Sadly, the line between reality and fantasy is often so thin that some of us will cross over without realizing it. That's what we need to be aware of. In children, these are some of the symptoms of this crossover:

  • The imaginary friend becomes a scapegoat for what the child does - breaking things, etc. - and the child honestly believes that they themselves weren’t responsible
  • When the friend starts making demands that go beyond your parenting duties - Al wants his dinner NOW, mom!
  • When the child starts preferring the company of the imaginary friend over spending time socializing with other children

In the case of adults or adolescents, the symptoms are essentially the same but are manifested in different ways - being withdrawn from society, being unable to relate to peers, sudden and inexplicable mood swings, anxiety, and so on.

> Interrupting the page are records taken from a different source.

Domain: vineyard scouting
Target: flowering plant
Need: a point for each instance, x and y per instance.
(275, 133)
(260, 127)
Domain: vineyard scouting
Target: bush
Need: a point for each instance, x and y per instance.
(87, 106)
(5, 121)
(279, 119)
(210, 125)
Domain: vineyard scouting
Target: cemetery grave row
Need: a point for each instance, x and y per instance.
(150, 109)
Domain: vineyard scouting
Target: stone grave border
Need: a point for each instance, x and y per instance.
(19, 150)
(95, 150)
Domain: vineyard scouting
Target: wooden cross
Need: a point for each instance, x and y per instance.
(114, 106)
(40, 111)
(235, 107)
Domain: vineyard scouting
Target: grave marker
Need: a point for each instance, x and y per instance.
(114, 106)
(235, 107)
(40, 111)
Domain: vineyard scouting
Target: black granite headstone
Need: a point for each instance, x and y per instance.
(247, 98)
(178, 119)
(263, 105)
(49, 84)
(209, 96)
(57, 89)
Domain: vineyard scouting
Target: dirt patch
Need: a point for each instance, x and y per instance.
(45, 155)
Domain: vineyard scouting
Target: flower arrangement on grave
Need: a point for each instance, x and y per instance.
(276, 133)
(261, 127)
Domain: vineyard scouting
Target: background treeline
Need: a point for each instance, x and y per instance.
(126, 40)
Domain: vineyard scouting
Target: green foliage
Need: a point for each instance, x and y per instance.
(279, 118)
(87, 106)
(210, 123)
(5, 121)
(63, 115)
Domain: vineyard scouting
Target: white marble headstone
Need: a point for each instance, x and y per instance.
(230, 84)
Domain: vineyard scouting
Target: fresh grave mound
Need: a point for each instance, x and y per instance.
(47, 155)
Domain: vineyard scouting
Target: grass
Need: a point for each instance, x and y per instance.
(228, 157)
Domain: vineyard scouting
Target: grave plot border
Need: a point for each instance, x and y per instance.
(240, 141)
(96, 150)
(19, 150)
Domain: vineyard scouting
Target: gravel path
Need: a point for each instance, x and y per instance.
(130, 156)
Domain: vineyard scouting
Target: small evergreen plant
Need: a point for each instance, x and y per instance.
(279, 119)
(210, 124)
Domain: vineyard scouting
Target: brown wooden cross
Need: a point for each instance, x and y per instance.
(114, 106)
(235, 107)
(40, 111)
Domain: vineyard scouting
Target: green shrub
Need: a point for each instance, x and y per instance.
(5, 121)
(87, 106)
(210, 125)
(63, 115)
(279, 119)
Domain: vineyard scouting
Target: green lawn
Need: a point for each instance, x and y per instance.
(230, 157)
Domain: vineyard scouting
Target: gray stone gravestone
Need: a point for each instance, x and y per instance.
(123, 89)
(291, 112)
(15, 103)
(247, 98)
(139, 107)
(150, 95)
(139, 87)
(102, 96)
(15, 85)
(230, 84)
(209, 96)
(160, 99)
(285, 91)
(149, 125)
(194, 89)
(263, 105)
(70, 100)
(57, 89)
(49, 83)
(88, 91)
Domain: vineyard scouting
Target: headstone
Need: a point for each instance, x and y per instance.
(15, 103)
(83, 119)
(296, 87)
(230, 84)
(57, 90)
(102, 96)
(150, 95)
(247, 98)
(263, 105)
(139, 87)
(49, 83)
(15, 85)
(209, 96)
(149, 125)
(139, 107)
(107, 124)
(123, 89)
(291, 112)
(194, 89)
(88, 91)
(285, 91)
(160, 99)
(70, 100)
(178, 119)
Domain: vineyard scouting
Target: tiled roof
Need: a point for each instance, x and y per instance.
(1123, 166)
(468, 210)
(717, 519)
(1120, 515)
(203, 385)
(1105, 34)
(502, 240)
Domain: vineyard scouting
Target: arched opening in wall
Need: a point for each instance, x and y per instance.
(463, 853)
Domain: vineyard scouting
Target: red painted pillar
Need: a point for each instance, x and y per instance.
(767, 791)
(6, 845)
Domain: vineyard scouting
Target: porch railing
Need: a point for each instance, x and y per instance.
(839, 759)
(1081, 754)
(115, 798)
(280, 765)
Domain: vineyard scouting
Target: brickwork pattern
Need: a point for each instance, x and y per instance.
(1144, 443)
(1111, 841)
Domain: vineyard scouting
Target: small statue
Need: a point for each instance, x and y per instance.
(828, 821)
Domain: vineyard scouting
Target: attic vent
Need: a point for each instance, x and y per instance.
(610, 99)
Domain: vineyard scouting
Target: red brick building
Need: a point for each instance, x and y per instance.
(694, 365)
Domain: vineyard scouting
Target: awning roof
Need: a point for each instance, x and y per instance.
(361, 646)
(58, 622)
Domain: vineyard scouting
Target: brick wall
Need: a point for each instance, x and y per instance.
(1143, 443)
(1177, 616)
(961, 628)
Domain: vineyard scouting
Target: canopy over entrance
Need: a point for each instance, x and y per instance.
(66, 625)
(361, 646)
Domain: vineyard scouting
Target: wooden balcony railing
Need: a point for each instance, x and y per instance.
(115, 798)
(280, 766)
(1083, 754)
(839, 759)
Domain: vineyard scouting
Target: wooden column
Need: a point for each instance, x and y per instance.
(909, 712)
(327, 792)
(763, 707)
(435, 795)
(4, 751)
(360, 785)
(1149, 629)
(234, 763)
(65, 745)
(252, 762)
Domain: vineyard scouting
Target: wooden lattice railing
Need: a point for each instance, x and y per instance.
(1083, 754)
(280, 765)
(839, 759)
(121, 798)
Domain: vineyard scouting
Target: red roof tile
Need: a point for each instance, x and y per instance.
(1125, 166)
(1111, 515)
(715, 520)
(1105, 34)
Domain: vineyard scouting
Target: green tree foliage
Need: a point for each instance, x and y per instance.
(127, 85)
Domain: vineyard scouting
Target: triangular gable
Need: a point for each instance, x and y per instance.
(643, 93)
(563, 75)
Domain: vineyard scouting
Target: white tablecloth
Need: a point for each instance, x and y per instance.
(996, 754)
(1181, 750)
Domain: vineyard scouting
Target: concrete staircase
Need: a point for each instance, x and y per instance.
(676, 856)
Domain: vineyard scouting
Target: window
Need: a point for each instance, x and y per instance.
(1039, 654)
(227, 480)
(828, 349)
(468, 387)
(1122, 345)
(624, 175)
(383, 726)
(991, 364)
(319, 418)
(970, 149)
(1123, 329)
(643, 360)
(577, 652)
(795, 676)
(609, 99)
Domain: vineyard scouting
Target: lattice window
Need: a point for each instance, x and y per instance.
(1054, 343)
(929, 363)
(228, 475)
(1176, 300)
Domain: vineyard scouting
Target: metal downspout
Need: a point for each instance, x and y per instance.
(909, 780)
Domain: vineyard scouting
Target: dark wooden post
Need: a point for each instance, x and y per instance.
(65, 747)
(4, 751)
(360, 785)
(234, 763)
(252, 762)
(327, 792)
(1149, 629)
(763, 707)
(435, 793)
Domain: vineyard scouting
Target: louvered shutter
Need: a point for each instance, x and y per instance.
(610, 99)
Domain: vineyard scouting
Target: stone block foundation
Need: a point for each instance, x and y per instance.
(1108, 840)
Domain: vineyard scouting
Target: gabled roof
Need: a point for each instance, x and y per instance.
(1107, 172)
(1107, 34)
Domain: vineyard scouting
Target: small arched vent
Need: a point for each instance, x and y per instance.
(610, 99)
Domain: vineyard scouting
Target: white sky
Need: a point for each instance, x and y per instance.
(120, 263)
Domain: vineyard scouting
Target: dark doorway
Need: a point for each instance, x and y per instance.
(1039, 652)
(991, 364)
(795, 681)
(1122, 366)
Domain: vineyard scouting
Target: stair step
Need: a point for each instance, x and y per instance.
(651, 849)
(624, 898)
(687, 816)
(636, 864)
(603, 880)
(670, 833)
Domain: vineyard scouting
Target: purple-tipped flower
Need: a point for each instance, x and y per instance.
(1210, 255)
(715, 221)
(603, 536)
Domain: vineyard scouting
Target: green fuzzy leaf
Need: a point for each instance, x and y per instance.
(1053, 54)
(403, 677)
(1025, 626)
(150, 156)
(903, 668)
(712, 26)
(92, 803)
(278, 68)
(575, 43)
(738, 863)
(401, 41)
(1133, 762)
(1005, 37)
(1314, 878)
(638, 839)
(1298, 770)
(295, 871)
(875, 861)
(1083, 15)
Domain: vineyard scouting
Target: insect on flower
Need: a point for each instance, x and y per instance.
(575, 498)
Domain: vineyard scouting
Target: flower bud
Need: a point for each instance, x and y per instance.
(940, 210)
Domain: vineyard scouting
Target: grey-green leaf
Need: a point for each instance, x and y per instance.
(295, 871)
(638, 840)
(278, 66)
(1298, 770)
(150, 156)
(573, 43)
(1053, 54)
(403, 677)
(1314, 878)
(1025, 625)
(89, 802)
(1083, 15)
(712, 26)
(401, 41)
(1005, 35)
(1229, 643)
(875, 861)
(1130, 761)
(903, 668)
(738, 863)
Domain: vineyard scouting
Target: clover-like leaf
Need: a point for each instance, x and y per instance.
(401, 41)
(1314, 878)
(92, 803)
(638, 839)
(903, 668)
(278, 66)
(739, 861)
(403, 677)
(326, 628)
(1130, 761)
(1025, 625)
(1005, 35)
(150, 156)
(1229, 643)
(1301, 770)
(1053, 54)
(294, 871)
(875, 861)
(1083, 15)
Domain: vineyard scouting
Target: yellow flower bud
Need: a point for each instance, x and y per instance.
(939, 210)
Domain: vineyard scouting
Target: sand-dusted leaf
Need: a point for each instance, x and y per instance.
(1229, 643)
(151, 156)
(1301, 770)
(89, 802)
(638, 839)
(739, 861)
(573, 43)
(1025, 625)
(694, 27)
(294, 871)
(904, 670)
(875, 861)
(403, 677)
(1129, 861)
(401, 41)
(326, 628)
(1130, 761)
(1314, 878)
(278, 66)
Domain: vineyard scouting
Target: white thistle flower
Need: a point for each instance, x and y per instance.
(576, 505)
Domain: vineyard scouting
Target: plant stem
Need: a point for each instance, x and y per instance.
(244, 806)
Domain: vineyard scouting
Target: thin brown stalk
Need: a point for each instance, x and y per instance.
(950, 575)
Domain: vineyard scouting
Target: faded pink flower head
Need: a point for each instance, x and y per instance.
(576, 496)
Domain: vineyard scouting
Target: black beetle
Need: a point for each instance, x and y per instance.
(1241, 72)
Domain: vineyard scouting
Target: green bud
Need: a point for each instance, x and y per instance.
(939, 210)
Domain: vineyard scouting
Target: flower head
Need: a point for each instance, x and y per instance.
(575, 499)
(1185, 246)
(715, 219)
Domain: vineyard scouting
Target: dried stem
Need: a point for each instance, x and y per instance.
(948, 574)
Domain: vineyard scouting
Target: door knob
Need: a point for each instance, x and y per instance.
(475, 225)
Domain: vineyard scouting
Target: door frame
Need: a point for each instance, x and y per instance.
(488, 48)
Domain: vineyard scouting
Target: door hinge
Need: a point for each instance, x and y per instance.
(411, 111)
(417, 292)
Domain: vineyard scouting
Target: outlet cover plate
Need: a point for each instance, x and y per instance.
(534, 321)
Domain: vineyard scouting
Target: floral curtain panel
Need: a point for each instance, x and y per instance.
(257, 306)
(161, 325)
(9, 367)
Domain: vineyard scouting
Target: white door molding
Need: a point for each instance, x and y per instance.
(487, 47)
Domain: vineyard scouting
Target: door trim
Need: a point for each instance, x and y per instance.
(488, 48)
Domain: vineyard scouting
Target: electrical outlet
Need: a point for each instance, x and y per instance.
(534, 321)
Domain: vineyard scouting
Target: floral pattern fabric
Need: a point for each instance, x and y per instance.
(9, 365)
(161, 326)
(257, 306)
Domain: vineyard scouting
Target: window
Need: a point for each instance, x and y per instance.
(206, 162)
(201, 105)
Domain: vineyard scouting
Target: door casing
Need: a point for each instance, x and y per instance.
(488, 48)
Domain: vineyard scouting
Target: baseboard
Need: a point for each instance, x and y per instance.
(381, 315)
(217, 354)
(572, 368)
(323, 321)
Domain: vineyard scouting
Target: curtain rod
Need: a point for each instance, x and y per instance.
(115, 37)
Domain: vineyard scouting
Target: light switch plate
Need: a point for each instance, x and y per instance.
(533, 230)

The point here is that having an imaginary friend is okay whether you're a child, an adult, or an adolescent, but only if it is doesn't overflow from the realm of the imagination into the realm of reality. But when it starts affecting your normal life, it’s time to take stock and get help.

The only conclusion we can draw from all this is that celebrity worship or having an imaginary friend is only acceptable if we're within the bounds of reason and reality - or for the purpose of survival in extreme situations.